Statistical Analysis
Continuous variables were shown as mean ±standard deviation or median (quartile), which were compared using one-way ANOVA or Kruskal–Wallis H-test, respectively. Categorical data were displayed in percentage, which were compared by chi-squared tests. We used the univariate linear regression model to assess the relationship between LogGTHR and baPWV. The multivariate models including the unadjusted, minimally adjusted and fully adjusted analyses were displayed in this study. The indicators adjusted followed the rules: when added the parameter to this model, changed the matched odds ratio by at least 10%.17 Furthermore, we also used a generalized additive model to identify the nonlinear relationship.

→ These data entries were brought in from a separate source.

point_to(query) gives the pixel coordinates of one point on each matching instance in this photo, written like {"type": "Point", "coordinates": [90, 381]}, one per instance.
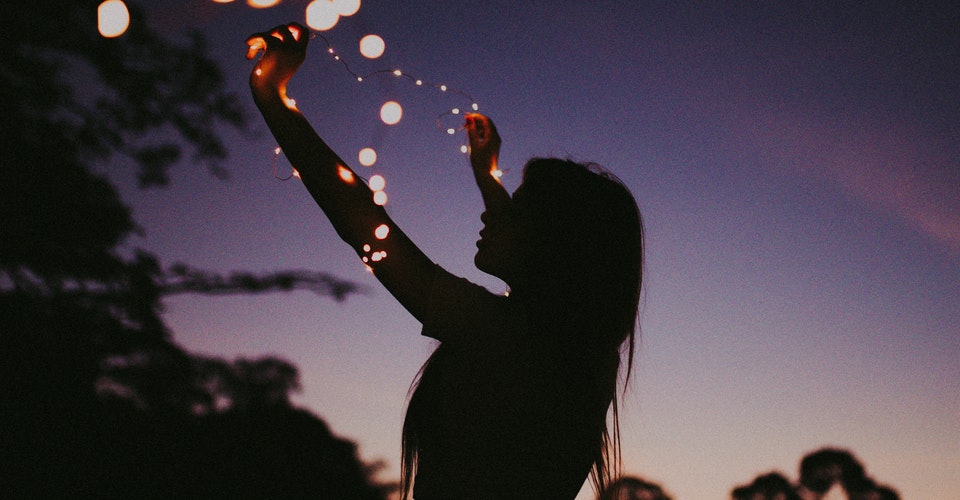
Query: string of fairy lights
{"type": "Point", "coordinates": [113, 19]}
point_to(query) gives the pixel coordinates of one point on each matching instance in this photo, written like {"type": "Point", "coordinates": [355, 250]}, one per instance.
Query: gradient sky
{"type": "Point", "coordinates": [798, 169]}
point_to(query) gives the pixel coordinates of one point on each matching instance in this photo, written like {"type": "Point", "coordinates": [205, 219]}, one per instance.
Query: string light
{"type": "Point", "coordinates": [391, 112]}
{"type": "Point", "coordinates": [323, 15]}
{"type": "Point", "coordinates": [367, 157]}
{"type": "Point", "coordinates": [372, 46]}
{"type": "Point", "coordinates": [262, 4]}
{"type": "Point", "coordinates": [113, 18]}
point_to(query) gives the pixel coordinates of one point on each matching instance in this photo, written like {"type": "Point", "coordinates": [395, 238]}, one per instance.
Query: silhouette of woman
{"type": "Point", "coordinates": [514, 401]}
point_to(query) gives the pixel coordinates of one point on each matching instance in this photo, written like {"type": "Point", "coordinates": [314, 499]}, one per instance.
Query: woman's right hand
{"type": "Point", "coordinates": [284, 49]}
{"type": "Point", "coordinates": [484, 142]}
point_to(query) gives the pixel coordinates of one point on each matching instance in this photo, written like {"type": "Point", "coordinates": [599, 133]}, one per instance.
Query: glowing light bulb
{"type": "Point", "coordinates": [113, 18]}
{"type": "Point", "coordinates": [347, 7]}
{"type": "Point", "coordinates": [372, 46]}
{"type": "Point", "coordinates": [377, 183]}
{"type": "Point", "coordinates": [391, 112]}
{"type": "Point", "coordinates": [345, 174]}
{"type": "Point", "coordinates": [367, 157]}
{"type": "Point", "coordinates": [322, 15]}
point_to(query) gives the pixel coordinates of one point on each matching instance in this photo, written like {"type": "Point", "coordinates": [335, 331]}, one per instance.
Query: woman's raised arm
{"type": "Point", "coordinates": [345, 199]}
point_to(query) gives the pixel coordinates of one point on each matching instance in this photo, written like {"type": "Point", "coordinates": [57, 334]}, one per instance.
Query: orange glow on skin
{"type": "Point", "coordinates": [345, 174]}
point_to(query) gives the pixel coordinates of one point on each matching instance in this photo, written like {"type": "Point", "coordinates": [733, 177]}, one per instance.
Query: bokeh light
{"type": "Point", "coordinates": [367, 157]}
{"type": "Point", "coordinates": [391, 112]}
{"type": "Point", "coordinates": [372, 46]}
{"type": "Point", "coordinates": [322, 15]}
{"type": "Point", "coordinates": [113, 18]}
{"type": "Point", "coordinates": [262, 4]}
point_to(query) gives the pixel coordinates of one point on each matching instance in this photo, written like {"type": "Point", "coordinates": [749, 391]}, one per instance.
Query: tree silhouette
{"type": "Point", "coordinates": [97, 398]}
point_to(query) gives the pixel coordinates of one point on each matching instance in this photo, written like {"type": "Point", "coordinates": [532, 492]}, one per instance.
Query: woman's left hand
{"type": "Point", "coordinates": [284, 49]}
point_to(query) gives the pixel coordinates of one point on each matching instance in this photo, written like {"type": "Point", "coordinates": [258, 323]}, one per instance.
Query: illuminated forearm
{"type": "Point", "coordinates": [346, 201]}
{"type": "Point", "coordinates": [486, 174]}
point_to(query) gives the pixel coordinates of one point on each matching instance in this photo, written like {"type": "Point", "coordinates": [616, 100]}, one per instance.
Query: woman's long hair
{"type": "Point", "coordinates": [584, 270]}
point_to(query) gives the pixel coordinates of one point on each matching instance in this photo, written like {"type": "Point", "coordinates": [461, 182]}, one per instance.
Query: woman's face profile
{"type": "Point", "coordinates": [500, 249]}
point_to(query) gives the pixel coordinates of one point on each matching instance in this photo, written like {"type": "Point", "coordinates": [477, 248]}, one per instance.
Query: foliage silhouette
{"type": "Point", "coordinates": [97, 399]}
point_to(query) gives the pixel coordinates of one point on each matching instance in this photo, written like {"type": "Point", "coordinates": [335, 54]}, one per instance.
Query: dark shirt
{"type": "Point", "coordinates": [506, 419]}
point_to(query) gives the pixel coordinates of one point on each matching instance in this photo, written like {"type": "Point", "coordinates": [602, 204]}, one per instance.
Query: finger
{"type": "Point", "coordinates": [296, 30]}
{"type": "Point", "coordinates": [255, 44]}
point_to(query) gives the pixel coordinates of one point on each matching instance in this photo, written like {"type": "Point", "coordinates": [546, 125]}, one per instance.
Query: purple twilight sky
{"type": "Point", "coordinates": [797, 165]}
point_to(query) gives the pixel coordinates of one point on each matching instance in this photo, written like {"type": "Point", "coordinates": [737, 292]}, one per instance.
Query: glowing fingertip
{"type": "Point", "coordinates": [345, 174]}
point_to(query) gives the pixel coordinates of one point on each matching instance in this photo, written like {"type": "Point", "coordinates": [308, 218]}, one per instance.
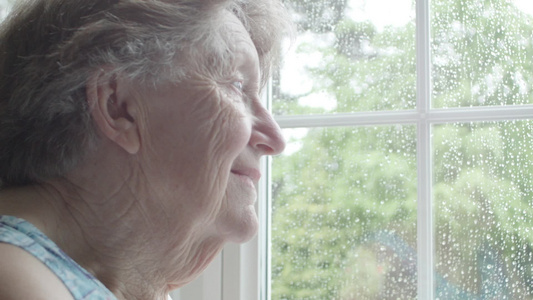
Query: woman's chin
{"type": "Point", "coordinates": [243, 230]}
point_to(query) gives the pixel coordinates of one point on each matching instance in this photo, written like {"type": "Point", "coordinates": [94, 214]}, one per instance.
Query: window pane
{"type": "Point", "coordinates": [348, 56]}
{"type": "Point", "coordinates": [344, 214]}
{"type": "Point", "coordinates": [482, 52]}
{"type": "Point", "coordinates": [483, 193]}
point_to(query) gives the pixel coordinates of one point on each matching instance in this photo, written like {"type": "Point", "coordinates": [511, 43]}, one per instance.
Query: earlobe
{"type": "Point", "coordinates": [111, 107]}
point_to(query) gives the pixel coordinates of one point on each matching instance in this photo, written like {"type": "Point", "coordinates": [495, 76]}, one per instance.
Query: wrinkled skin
{"type": "Point", "coordinates": [172, 181]}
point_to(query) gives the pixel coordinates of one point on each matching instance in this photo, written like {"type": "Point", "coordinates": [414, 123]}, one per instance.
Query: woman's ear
{"type": "Point", "coordinates": [114, 110]}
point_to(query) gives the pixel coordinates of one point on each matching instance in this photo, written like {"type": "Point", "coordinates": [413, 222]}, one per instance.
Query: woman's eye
{"type": "Point", "coordinates": [238, 85]}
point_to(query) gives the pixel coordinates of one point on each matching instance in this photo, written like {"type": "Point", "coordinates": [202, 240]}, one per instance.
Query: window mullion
{"type": "Point", "coordinates": [424, 212]}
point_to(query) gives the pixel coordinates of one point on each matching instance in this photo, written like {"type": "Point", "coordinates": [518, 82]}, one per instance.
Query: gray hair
{"type": "Point", "coordinates": [50, 48]}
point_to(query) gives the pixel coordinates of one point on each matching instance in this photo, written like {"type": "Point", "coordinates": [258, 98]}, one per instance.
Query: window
{"type": "Point", "coordinates": [408, 172]}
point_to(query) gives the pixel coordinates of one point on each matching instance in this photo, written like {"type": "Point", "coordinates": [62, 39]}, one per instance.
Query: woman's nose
{"type": "Point", "coordinates": [266, 134]}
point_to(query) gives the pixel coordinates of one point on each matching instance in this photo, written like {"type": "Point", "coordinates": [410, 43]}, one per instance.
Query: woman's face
{"type": "Point", "coordinates": [202, 142]}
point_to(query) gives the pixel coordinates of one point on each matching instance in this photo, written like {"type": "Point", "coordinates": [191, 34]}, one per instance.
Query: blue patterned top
{"type": "Point", "coordinates": [81, 284]}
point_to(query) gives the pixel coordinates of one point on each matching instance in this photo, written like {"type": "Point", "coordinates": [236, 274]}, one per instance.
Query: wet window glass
{"type": "Point", "coordinates": [482, 52]}
{"type": "Point", "coordinates": [344, 214]}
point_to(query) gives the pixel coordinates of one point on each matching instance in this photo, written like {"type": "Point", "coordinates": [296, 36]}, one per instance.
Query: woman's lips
{"type": "Point", "coordinates": [253, 174]}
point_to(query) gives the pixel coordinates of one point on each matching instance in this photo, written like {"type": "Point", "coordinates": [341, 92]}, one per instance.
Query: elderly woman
{"type": "Point", "coordinates": [130, 138]}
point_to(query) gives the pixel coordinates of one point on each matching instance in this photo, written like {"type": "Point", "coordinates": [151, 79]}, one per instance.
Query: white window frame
{"type": "Point", "coordinates": [244, 270]}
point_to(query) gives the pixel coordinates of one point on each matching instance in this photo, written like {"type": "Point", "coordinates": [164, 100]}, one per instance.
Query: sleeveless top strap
{"type": "Point", "coordinates": [81, 284]}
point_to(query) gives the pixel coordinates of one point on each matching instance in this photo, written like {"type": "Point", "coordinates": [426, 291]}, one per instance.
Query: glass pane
{"type": "Point", "coordinates": [483, 193]}
{"type": "Point", "coordinates": [348, 56]}
{"type": "Point", "coordinates": [344, 214]}
{"type": "Point", "coordinates": [482, 52]}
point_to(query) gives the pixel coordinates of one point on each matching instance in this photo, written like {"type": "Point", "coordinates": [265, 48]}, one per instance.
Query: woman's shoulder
{"type": "Point", "coordinates": [24, 277]}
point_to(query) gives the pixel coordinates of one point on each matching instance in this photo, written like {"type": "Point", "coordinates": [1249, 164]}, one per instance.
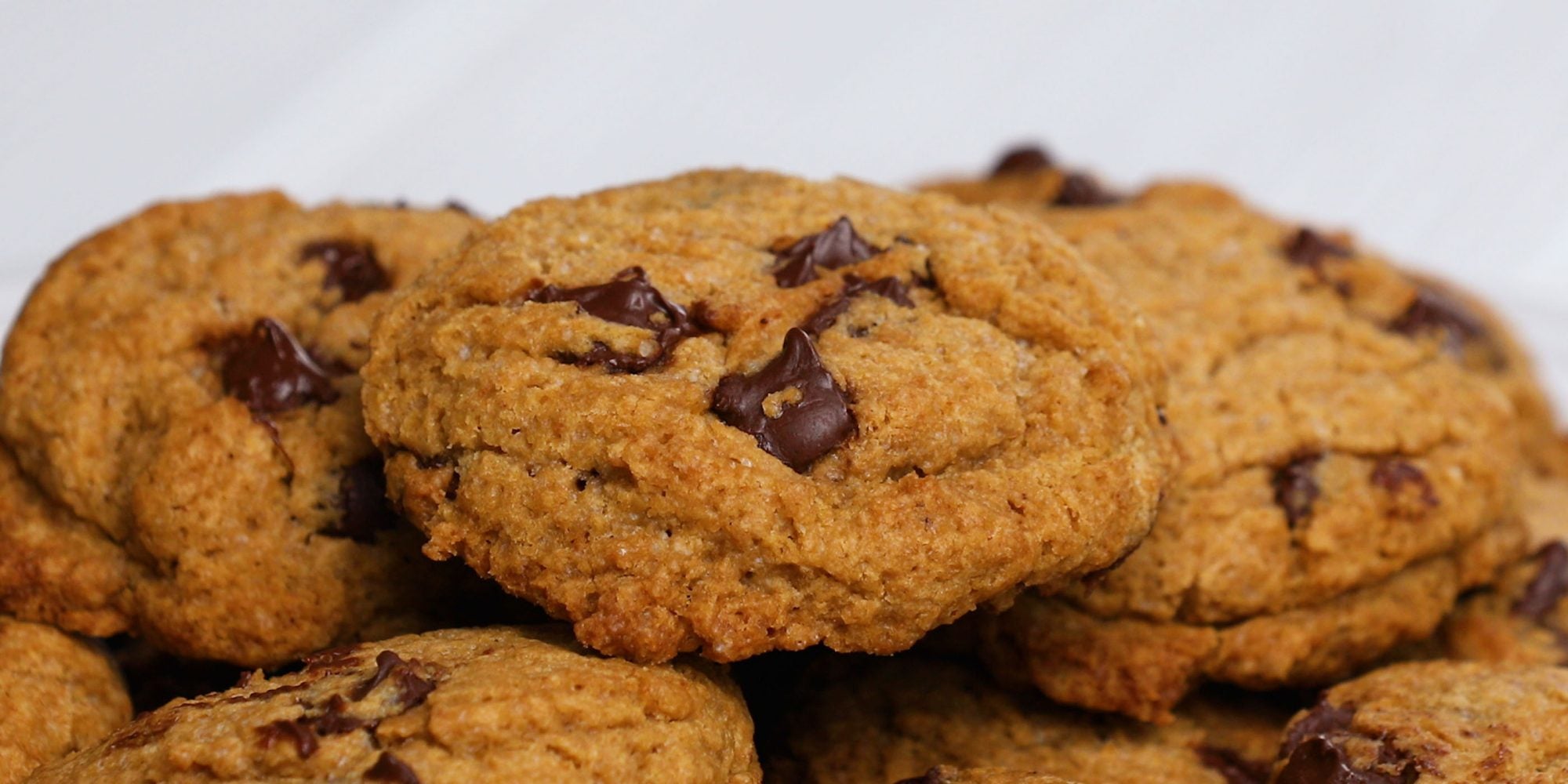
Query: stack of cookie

If nonlinear relationship was determined, a two-piecewise linear regression model was used to evaluate the threshold effect of LogGTHR on baPWV in terms of the smoothing plot. Recursive method calculates automatically the inflection point, where the maximum model likelihood will be used. The stratified linear regression models were used to perform subgroup analyses. The modification and interaction of subgroup were inspected by the likelihood ration test. All of the data analysis were carried with the R packages. A two-side P-value<0.05 was considered statistically significant.
Results
Baseline and Clinical Characteristics
A total of 912 participants were included in this study. Patients were divided to three groups according to the the tertiles of the LogGTHR. We discovered that patients in the high LogGTHRG group had a higher incidence of male, fatty liver disease, current smoking, ex-smoking, AS, an increased level of BMI, systolic and diastolic blood pressure, AST, ALT, γGTP, fasting glucose, uric acid, TC, TG, LDL-C, GTHR, alcohol consumption, baPWV, while a decreased level of HDL-C, eGFR (P<0.05) (Table 1). Other indicators including age and ABI were comparable among the three groups (P>0.05) (Table 1).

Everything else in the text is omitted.